0

I want to create random pairs of numbers within 2 ranges.

So for example if I want 3 random pairs of numbers where 10 < n1 < 20 and 30 < n2 < 50 then an acceptable output would be this: [[11,35],[15,30],[15,42]] but not [[11,35],[11,35],[12,39]]

I would like an efficient (both computationally and memory wise) algorithm to do this. The language doesn't really matter because I can adapt it later (although Python would be preferred).

So far the best idea I have had is to create a dictionary with all the possible numbers in n1 and as values a list of the numbers which have been used in n2. Then I can just pick a random n1 and find a number which hasn't been used in n1[n2] set.

This isn't very efficient space wise though and I'm hoping for something better. It also seems to be computationally inefficient to find a number not in n1[n2] many times.

I could also do the opposite and have the dictionary populated with all the numbers not used and just pop a random number off the list. But this would use much more space.

Is there any efficient way to do this? Is this a common problem?

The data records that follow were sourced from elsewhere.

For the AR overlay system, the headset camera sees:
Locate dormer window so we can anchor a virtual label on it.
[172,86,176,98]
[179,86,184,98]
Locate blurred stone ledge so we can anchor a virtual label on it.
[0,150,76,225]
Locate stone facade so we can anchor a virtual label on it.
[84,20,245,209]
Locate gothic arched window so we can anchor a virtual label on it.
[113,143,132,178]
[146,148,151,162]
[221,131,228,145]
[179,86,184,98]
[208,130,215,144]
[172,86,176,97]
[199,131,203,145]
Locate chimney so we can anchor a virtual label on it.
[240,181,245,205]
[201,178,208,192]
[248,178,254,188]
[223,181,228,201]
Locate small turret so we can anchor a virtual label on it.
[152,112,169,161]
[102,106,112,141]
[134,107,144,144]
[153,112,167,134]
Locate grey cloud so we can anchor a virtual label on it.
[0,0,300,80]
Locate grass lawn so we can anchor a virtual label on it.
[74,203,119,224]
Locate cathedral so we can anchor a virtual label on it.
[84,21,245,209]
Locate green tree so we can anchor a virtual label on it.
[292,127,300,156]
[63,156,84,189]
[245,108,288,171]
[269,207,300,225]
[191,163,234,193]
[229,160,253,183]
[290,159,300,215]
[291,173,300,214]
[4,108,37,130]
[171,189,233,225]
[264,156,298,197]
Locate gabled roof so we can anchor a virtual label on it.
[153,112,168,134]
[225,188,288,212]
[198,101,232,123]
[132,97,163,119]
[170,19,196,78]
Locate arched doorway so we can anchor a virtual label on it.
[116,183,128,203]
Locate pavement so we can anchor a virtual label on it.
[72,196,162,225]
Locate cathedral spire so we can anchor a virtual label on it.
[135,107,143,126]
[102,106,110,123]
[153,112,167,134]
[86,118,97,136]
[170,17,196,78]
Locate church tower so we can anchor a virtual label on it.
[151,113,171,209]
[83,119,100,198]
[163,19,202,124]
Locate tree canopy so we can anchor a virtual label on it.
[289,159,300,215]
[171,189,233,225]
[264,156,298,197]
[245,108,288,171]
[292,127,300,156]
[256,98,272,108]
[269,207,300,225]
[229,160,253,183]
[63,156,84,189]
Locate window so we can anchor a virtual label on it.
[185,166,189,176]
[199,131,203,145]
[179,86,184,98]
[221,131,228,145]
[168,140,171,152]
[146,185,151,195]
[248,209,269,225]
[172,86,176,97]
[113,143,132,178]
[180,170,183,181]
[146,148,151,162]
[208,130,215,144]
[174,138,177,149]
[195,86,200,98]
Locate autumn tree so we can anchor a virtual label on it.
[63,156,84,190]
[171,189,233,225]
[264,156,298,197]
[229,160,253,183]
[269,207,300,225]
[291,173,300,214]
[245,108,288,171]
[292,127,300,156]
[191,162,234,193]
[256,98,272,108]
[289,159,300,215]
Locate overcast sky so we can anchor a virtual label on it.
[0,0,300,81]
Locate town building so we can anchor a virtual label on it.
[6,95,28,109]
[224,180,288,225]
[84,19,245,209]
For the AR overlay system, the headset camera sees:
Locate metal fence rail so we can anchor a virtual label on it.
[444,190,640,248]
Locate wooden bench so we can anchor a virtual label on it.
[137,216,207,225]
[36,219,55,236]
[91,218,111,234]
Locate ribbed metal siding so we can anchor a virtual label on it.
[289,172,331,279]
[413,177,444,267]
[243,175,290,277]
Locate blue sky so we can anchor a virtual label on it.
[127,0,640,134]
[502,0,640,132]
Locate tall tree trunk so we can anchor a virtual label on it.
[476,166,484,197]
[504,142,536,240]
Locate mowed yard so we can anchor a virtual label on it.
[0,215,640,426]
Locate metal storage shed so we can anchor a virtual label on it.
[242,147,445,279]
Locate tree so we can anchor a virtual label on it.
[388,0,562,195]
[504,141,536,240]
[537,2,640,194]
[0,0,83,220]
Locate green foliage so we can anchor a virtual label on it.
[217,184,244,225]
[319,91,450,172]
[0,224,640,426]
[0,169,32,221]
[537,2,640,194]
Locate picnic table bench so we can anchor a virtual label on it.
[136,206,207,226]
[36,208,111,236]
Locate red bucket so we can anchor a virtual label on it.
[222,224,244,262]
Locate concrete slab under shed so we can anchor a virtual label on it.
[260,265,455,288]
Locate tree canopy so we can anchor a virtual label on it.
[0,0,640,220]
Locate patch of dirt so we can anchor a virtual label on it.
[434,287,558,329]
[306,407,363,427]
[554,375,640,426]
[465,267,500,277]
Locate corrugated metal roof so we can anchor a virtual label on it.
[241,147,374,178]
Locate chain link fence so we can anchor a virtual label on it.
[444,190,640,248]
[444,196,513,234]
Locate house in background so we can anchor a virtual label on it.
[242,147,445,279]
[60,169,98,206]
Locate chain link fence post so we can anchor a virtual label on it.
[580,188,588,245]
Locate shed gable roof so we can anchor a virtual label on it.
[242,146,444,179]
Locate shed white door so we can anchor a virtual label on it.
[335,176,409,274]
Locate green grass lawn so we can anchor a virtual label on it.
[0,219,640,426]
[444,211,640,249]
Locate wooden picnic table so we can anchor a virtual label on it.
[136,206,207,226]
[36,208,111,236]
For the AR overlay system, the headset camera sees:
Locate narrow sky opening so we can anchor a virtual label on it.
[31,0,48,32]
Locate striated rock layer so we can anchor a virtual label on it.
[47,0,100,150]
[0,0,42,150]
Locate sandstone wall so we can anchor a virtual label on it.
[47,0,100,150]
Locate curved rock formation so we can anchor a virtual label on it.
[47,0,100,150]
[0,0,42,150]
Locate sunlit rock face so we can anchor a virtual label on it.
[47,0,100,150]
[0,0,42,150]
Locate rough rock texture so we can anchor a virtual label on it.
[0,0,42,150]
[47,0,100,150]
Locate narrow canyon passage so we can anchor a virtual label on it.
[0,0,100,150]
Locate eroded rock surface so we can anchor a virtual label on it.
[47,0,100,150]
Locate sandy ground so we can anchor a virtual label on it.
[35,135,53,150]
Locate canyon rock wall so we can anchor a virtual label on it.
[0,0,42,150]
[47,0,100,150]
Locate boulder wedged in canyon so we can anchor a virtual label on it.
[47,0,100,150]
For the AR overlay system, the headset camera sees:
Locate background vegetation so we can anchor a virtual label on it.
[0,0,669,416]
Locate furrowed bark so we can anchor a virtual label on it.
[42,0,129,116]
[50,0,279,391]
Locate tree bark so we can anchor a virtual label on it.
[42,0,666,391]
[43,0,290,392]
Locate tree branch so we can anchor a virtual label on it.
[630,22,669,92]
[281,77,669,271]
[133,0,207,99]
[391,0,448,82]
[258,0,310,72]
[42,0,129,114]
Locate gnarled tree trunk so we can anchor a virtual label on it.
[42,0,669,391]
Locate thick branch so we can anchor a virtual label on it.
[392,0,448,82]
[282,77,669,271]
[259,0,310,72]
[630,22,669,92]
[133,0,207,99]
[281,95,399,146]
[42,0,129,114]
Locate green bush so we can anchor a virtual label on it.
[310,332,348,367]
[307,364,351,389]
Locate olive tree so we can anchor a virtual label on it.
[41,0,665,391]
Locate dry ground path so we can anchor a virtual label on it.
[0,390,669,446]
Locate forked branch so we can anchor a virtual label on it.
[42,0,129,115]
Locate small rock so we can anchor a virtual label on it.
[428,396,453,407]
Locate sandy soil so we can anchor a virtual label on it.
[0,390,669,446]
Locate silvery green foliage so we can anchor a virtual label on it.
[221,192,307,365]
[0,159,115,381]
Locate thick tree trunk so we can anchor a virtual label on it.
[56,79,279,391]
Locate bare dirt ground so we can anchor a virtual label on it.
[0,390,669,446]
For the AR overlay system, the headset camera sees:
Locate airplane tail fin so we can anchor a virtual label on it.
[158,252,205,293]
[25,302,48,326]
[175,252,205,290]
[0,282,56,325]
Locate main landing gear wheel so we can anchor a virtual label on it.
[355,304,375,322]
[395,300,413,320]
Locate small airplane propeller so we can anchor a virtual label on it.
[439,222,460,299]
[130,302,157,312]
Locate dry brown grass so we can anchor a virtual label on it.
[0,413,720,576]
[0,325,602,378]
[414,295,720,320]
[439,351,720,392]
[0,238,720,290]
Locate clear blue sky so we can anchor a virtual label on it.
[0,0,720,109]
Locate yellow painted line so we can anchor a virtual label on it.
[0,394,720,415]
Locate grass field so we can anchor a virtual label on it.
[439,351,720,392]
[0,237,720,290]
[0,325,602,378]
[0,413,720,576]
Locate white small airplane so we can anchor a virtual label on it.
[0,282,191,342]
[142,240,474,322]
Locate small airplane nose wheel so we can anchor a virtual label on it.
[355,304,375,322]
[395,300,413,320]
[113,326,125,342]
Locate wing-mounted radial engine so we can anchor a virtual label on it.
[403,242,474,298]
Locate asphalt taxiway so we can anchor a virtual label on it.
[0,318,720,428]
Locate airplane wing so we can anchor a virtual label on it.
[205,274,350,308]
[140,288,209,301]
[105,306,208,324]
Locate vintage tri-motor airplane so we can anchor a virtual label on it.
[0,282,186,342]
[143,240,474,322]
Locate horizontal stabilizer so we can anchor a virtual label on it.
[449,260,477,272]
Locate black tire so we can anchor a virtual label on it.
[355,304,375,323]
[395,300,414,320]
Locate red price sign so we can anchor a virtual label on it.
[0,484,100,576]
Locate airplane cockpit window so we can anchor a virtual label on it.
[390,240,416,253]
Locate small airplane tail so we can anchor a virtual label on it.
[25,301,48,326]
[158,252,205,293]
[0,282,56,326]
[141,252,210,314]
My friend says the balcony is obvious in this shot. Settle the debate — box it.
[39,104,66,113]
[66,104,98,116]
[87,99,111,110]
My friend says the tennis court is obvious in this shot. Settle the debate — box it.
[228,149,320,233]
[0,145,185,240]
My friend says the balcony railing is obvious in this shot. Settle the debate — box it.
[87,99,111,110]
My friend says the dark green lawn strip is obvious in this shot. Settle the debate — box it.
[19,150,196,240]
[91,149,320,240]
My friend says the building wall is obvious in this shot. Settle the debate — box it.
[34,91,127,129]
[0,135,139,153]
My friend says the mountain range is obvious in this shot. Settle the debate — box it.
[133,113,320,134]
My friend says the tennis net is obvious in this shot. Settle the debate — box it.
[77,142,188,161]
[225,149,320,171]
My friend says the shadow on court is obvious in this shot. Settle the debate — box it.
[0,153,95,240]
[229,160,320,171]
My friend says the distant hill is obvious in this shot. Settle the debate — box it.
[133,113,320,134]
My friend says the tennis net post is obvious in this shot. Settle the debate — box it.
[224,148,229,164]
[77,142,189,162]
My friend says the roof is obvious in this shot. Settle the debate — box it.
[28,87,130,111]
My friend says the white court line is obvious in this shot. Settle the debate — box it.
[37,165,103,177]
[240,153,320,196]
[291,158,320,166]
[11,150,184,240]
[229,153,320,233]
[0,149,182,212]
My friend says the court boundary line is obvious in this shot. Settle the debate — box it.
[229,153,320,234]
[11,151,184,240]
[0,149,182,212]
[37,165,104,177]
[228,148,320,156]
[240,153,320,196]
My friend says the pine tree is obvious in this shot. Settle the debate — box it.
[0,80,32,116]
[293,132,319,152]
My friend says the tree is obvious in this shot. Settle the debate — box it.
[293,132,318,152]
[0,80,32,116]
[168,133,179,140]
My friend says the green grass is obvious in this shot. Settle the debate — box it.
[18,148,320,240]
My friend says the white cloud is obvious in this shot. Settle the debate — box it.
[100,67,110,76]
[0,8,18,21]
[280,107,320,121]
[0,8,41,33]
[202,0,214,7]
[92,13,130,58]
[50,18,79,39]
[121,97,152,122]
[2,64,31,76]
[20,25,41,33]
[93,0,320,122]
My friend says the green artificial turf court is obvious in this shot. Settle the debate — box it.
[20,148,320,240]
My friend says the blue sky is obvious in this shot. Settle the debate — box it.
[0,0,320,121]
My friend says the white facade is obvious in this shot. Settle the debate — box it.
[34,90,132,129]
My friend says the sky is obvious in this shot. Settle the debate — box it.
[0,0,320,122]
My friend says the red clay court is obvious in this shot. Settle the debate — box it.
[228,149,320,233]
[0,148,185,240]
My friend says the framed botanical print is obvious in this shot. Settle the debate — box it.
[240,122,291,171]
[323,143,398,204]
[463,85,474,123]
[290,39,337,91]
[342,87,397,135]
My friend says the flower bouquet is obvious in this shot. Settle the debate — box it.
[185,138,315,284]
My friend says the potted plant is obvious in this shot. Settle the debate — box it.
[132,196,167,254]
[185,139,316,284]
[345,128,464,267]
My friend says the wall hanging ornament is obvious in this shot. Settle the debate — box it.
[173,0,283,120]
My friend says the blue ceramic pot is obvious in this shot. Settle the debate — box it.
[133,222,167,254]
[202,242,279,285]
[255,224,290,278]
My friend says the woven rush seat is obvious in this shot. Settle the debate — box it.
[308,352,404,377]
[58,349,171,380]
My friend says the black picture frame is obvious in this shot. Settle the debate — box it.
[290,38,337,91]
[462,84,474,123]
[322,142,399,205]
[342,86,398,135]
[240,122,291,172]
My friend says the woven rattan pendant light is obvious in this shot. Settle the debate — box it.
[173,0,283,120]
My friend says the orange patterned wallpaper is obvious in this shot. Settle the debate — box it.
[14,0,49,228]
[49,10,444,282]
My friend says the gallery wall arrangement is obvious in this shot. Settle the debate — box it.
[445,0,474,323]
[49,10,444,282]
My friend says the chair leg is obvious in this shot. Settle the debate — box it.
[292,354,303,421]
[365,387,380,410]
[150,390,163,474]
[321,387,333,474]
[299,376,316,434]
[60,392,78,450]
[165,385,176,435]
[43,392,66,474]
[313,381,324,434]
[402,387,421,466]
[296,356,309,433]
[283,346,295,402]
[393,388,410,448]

Edit: It would be good if this could easily be expanded to more dimensions (so sets of N numbers). But this isn't really needed yet.

KNejad
  • 2,011
  • 2
  • 10
  • 21
  • Do the generated pairs conform to a uniform distribution? – GZ0 Sep 22 '19 at 14:12
  • "Should they" or "Do they" in the one I already created? Well they should but I haven't really checked that in the one I created yet since it's not working very well due to the complexity issues mentioned – KNejad Sep 22 '19 at 14:14
  • Yeah, I mean the "Should they", i.e. the expected results. – GZ0 Sep 22 '19 at 14:16
  • The infamous question of the non-repeating random numbers. I always wonder if there is a real reason for not wanting repetition or if it is just the false belief that repeating outcomes is not random. – conditionalMethod Sep 22 '19 at 16:28
  • In this case I'm starting to think its okay-ish to have repeating values. The idea was that I want to train a neural network and I was generating some input data for it. I didn't want repetition so that when I run the validation data it wouldn't be fed values its already seen – KNejad Sep 22 '19 at 18:25

1 Answers1

1

An integer pair (x, y) in [min_x, min_x + s) X [min_y, min_y + t) can be mapped to an integer m within the 1D space [min_x * t, (min_x + s) * t) by calculating m = x * t + y - min_y. The inverse mapping from m to (x, y) can be achieved by (m // t, min_y + m % t) in Python.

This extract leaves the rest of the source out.